AK: Love down south has a lot of intentionality! It's slow.

EJ: Even the people, too! LA is really dope for connections and business but it definitely is a fast-paced, transactional lifestyle.

AK: Yeah in Texas it's like, I'm gonna get to know you, it's slow.

Love down south seems more home-cooked. Speaking of love, what happens when you guys are in dissimilar places with it? Have you ever had one going through heartbreak while the other is still falling and you still need to write the same love song?

EJ: Yeah that's happened a lot and it's kind of funny when we try writing in the studio and one of us is like "I'm so happy!"

AK: While the other is like "I'm not happy at ALL right now!" But we come together, you know. If we want this song to feel a way, we'll write towards that goal.

And I'm sure there's a lot to take from each experience! What do you think are the beautiful parts of heartbreak and the ugly parts of love?

AK: I think the beautiful part of heartbreak is rebuilding yourself and getting a better definition of yourself.

EJ: When you're in love and infatuated with somebody, you might let a lot of things slide. And when you're heartbroken, you get to take a step back and say "Okay what did I like, what did I not like?"

AK: I think, with love, you're signing up for the possibility of you losing this person, but you're okay with that. You're deciding to cherish every moment.

That's beautiful. So being that you guys are family, are you able to shut work off when you get back home?

EJ: Honestly, no, haha. It bleeds into everything. When I was younger, I used to beatbox a little and then he’d start singing a melody and we'd record it on a voice memo. We were always singing around the house.

AK: Yeah, our friends get annoyed by it but we know it works.

You guys shout out Houston, but I know you also honor your Nigerian heritage. How do you maintain that connection to your roots?

AK: When we meet new people, in LA specifically, when they ask where we're from we make it a point to say we're Nigerian from Houston.

EJ: For us, we grew up on every American artist. Jonas Brothers, Justin Bieber, so I think it's cool to see a Nigerian artist making pop music.

Representation is so important, especially being at the intersection of African and pop. Who were some Black artists that gave you permission to make your art?

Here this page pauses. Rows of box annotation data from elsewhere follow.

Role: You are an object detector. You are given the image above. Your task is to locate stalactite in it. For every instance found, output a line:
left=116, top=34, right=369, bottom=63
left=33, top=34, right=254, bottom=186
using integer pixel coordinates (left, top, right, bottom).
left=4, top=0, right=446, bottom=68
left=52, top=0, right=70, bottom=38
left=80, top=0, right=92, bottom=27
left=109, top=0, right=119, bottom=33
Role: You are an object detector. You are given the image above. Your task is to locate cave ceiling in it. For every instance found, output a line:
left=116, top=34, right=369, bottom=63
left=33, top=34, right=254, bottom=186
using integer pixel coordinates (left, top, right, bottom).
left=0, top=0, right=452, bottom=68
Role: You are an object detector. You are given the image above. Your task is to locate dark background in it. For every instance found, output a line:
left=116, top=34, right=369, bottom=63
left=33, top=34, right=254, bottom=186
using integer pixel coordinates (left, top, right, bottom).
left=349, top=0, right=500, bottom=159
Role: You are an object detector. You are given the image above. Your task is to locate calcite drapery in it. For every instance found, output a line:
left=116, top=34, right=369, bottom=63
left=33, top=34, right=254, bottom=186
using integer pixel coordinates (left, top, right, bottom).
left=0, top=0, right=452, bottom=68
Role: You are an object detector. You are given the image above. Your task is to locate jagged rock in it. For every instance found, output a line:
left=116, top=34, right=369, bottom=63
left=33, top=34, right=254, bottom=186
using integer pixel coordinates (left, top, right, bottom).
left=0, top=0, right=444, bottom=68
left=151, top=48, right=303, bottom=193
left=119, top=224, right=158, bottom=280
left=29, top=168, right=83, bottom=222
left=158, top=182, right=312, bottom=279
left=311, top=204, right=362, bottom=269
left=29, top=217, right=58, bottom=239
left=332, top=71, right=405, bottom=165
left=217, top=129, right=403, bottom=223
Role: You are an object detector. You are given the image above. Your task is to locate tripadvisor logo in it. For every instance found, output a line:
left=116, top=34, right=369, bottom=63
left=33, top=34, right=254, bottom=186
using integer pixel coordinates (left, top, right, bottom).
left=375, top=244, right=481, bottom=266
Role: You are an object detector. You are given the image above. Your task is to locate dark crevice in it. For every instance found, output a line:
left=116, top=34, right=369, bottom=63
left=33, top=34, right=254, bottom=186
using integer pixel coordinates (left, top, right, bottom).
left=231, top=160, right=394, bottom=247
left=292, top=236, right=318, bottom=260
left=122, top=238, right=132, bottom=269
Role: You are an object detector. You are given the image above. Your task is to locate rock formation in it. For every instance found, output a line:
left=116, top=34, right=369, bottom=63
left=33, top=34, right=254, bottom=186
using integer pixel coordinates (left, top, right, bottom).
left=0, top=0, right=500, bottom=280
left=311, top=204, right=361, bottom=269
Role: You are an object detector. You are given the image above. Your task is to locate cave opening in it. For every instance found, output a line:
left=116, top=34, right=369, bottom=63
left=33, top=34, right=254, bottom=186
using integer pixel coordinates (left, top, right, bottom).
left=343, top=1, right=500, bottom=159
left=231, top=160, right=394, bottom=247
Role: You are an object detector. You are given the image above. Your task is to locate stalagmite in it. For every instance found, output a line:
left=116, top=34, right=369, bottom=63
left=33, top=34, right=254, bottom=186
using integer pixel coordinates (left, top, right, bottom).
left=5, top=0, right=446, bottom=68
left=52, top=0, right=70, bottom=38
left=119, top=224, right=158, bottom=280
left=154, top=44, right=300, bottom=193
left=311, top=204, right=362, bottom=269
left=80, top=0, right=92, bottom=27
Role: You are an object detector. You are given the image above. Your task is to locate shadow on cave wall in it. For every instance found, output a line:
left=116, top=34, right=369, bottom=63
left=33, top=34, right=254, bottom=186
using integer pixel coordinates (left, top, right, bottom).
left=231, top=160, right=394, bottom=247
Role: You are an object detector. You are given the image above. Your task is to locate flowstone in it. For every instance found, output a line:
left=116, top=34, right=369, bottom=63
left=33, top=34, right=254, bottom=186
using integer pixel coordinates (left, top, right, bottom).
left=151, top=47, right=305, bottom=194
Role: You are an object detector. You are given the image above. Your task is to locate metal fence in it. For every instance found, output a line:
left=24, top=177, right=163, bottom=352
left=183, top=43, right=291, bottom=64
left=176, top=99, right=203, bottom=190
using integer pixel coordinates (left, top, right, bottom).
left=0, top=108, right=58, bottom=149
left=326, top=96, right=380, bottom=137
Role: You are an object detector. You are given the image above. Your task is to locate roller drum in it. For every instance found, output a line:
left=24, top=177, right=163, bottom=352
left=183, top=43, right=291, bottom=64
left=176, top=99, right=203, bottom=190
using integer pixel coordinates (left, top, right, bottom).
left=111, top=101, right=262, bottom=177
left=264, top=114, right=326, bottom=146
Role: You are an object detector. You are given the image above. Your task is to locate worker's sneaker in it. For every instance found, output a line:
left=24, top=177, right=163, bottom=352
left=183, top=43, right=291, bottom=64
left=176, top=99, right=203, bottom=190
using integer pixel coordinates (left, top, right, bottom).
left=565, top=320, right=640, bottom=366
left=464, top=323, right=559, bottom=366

AK: From our high school days, the person we looked up to was Khalid. He was in pop and no one said anything because it was objectively good. And we thought "Ok, we can do that now."

EJ: Through him we saw that it was doable. In elementary school, I was listening to Justin Bieber and my mom had a wig that looked like his hair, so I would put it on and flip the bang like I was him. So I'm happy that we weaned off of that and are able to make our music with our skin, our hair, our real appearance, and be confident.

That's so important. You guys living in your truth and authenticity is giving so many boys that look like you permission to do the same.

AK: That's the goal, that's all that matters. We always say, imagine two black boys looking at us, like our younger cousins or even our sister, seeing us and seeing that it's possible for them.

Who are your Ones To Watch?

EJ: There are a lot! We have two friends Scott Moon and Rishy, they'll be opening for us. They're super dope. Also a collective Glenhaven, and our friend Tommy Richmann.

KAIRO's Love Letters From Houston  is available everywhere you can stream it.